May 14, 2026

How to Discover a Site's Structure Before Scraping with MCP

Use discover_links to map a website before committing to a full crawl, saving time and requests.

Mehmet Kose
2 mins read

Crawling a large site blind can waste time and requests. With discover_links, you can map the structure first: see which sections exist, how deep they go, and which URLs matter - before deciding what to crawl in depth.

This guide shows how to use discover_links as a reconnaissance step.

Step 1: Install crawler-mcp

Run the install script:

curl -fsSL https://install.crawler.sh/install-mcp.sh | sh

This downloads the correct binary for your platform to ~/.crawler/bin/crawler-mcp.
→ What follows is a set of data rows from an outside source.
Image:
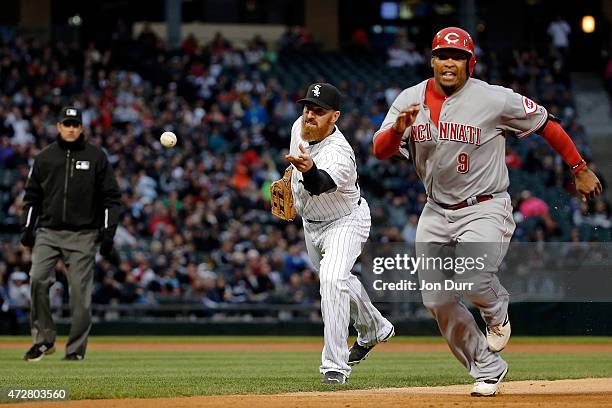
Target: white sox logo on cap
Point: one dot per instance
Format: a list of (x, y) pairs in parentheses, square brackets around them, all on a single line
[(452, 38)]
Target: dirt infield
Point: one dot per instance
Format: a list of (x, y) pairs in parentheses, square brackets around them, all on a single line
[(595, 392), (312, 346)]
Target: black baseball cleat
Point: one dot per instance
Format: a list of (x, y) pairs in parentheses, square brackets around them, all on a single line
[(74, 357), (334, 377), (38, 351), (358, 353)]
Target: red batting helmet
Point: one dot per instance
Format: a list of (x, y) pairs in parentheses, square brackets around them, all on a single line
[(455, 37)]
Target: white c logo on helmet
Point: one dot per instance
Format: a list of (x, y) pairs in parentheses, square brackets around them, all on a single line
[(452, 38)]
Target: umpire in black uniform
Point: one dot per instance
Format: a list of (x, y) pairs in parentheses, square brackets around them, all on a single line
[(72, 199)]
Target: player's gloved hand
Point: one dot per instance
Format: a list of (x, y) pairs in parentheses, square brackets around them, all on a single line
[(587, 183), (28, 238), (106, 247)]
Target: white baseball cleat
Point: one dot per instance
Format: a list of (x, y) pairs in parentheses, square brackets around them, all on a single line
[(488, 388), (498, 336)]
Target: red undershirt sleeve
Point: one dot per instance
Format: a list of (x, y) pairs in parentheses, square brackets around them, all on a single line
[(559, 140)]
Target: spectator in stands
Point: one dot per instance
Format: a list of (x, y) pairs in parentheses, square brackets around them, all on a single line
[(559, 31)]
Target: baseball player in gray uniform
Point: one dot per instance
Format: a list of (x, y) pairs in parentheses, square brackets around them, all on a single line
[(454, 127), (336, 225)]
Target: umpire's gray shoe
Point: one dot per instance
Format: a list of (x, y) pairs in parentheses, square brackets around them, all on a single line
[(334, 377), (38, 351), (358, 353)]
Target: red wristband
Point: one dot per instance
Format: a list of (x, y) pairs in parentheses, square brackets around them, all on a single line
[(578, 166)]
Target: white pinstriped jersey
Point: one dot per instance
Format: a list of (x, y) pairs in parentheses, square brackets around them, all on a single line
[(465, 155), (334, 155)]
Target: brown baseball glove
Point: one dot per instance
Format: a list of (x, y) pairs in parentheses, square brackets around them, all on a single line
[(281, 197)]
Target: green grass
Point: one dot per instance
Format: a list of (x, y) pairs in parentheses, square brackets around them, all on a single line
[(114, 374), (309, 339)]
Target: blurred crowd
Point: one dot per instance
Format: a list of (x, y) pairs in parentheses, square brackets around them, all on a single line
[(196, 226)]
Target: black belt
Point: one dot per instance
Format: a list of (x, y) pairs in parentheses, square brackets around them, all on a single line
[(466, 203), (316, 222)]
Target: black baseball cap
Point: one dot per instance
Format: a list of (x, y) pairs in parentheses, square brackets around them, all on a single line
[(324, 95), (70, 113)]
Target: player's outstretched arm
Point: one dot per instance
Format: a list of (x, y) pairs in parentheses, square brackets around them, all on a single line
[(316, 181)]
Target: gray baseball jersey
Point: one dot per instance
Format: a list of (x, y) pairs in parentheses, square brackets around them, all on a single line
[(334, 155), (465, 155)]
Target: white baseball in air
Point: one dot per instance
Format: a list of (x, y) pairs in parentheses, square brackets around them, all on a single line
[(168, 139)]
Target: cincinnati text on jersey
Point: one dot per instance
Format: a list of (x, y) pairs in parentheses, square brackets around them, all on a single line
[(453, 132)]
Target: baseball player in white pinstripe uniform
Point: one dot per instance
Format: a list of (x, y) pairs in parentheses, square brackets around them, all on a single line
[(336, 225)]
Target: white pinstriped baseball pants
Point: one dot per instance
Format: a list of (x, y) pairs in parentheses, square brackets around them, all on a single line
[(333, 248)]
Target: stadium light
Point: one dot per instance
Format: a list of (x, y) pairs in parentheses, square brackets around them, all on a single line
[(75, 20), (588, 24)]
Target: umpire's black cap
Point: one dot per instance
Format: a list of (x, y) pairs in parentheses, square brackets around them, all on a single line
[(72, 114), (324, 95)]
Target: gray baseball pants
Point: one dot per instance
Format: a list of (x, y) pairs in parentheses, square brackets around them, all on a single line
[(484, 228)]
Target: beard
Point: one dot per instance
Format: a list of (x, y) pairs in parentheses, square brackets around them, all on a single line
[(314, 134)]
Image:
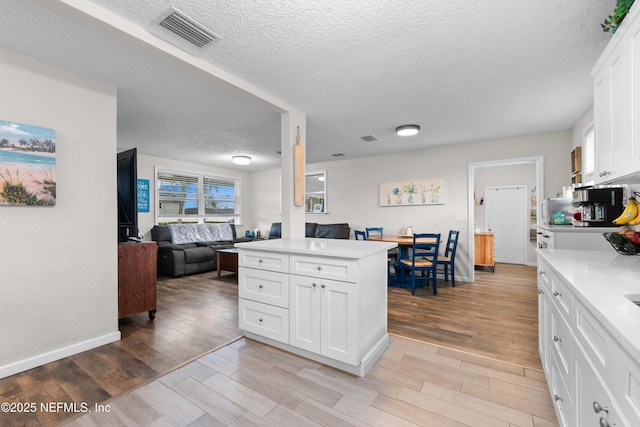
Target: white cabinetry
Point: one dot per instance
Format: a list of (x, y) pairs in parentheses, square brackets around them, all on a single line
[(591, 378), (322, 299), (616, 101), (324, 317), (263, 291)]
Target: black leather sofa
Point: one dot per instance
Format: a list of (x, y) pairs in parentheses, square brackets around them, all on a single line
[(190, 248), (313, 229)]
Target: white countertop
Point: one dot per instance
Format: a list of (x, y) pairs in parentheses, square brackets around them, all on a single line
[(341, 248), (601, 280), (572, 229)]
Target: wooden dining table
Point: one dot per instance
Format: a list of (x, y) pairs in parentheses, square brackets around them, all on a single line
[(404, 243), (402, 240)]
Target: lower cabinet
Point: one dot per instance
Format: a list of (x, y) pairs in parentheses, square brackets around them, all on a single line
[(591, 379), (323, 317), (314, 306)]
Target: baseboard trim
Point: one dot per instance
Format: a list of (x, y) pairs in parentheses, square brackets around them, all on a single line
[(57, 354)]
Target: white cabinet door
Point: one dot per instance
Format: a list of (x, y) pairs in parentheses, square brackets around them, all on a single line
[(304, 313), (324, 317), (543, 327), (339, 321), (634, 63), (612, 105), (594, 404)]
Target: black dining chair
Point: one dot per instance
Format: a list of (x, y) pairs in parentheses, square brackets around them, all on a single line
[(448, 260), (423, 259)]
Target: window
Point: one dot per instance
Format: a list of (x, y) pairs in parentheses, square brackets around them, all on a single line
[(589, 156), (187, 197), (315, 192)]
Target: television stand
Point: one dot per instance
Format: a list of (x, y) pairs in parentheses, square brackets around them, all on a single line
[(137, 270)]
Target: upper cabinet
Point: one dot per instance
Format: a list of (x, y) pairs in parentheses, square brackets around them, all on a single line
[(617, 102)]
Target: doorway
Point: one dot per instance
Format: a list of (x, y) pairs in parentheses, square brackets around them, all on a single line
[(538, 161), (506, 216)]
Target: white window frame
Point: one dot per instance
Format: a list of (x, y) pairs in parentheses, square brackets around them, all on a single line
[(201, 216)]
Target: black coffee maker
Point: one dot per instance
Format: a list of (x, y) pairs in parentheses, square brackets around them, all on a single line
[(597, 207)]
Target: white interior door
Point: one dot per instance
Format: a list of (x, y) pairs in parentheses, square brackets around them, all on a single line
[(506, 215)]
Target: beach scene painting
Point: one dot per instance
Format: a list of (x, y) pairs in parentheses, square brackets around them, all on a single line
[(27, 165)]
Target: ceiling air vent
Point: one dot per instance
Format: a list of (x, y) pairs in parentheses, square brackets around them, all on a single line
[(185, 27)]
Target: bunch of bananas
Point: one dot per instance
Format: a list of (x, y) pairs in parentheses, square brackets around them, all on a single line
[(630, 215)]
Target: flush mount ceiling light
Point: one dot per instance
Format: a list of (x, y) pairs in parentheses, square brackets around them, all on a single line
[(407, 130), (241, 160)]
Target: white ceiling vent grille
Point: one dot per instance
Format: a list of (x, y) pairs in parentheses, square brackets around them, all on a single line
[(187, 28), (369, 138)]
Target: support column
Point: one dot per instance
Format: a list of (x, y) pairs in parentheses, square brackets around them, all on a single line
[(293, 217)]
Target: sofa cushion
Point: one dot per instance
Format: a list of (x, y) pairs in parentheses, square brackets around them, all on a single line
[(184, 233), (160, 233), (219, 232)]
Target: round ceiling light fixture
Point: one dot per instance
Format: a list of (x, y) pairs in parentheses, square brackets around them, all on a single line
[(407, 130), (241, 160)]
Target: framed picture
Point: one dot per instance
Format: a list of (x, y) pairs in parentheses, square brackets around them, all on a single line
[(27, 165), (409, 193)]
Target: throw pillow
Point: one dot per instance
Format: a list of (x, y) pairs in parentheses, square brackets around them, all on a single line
[(220, 232), (183, 233)]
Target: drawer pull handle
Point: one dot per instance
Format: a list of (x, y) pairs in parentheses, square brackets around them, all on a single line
[(604, 423), (597, 408)]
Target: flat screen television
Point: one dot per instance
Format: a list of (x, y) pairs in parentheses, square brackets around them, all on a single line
[(128, 196)]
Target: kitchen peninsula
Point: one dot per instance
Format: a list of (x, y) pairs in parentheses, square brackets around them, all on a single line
[(324, 299), (589, 335)]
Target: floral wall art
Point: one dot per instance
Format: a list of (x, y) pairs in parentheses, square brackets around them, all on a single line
[(27, 165), (407, 193)]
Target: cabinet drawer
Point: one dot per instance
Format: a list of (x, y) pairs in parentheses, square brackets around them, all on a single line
[(561, 296), (592, 337), (562, 399), (264, 320), (264, 286), (624, 381), (544, 276), (560, 340), (325, 268), (271, 261)]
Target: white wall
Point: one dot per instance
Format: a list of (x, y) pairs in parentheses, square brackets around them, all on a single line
[(58, 292), (353, 185), (146, 170)]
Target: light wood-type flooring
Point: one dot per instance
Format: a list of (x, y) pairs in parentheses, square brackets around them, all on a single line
[(493, 379)]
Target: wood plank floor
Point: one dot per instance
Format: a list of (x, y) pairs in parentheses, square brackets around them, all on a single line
[(247, 383)]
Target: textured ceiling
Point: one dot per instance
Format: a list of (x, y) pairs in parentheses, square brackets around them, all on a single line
[(464, 71)]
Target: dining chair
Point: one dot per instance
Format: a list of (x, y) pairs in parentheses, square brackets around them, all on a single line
[(449, 258), (424, 259)]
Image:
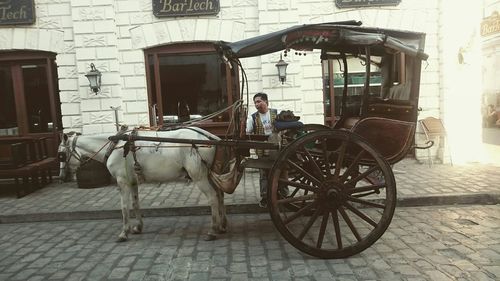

For more detail, see the installation guide.

Step 2: Wire it into your client

Step 3: Discover the top-level structure

Ask the agent to map the site:

Use crawler-sh to discover_links on https://example.com to depth 1.

This returns every URL linked directly from the homepage, with titles and status codes. You get a quick overview of the site’s main sections.

Step 4: Go deeper where it matters

After seeing the top level, target specific sections:

Use crawler-sh to discover_links on https://example.com/products to depth 2.

This maps the product section without crawling the rest of the site. Repeat for each section you care about.

Step 5: Plan the full crawl

With the structure mapped, ask the agent to plan a targeted crawl:

Based on the links we discovered, which pages should we crawl in depth? Give me a list of URLs and a rationale.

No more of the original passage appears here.